Na última semana não houve um dia em que não tenha recebido um piropo durante uma caminhada. Costumam vir de dentro de um carro em andamento, e eu costumo estar de auscultadores, por isso raramente ouço o que têm para me dizer. Mas vejo sempre o sorriso, o beijo atirado para o ar, ou, às vezes, a cara furiosa com que olham para mim, como se fosse uma afronta eu ter braços e andar com eles na rua.
Quando são carros de empresas, como é muitas vezes o caso, ocorre-me sempre fotografar a matrícula e reportar. Acabo por nunca o fazer. Não por medo, não por achar que não vai dar em nada, mas porque não estou para me chatear. Se a última semana, em que ouvi piropos todos os dias, serve como exemplo, tenho que pensar em quantas semanas assim tive desde a pré-adolescência, e quantas ainda vou ter até ser considerada demasiado velha para ser desrespeitada na rua, e então calcular quantas queixas tenho que fazer… Cansa menos aceitar os piropos e seguir em frente. Não é assim tão mau.
E assim vamos arquivando estas agressões diárias, convencendo-nos a nós próprias de que não nos incomoda, que não custa, que não é assim tão chato ter que mudar de roupa três vezes antes de ganhar coragem para sair de casa, que podia ser pior, podia sempre ser pior. E vai crescendo, claro, o sentimento de culpa, porque uma feminista que se preze não se deixa ficar, se nos calarmos nada muda, e esse homem que não denunciaste hoje amanhã vai estar a estragar o dia de uma outra mulher… Estão familiarizadas com o monólogo interno, certo?
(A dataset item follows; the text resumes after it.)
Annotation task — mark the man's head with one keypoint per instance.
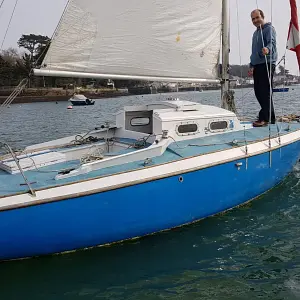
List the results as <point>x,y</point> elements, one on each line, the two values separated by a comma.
<point>258,18</point>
Estou cansada. Quero falar de outras coisas. Os piropos e o assédio foram a minha primeira lição na disciplina “feminismo” – já a sei de cor. Quero avançar para temas mais complexos, mais interessantes e, sobretudo, mais urgentes. Para dar lugar a esses temas, despejo sempre que posso estas questões “menores” na cave do meu cérebro. Acontece que essa cave já começa a ficar sem espaço.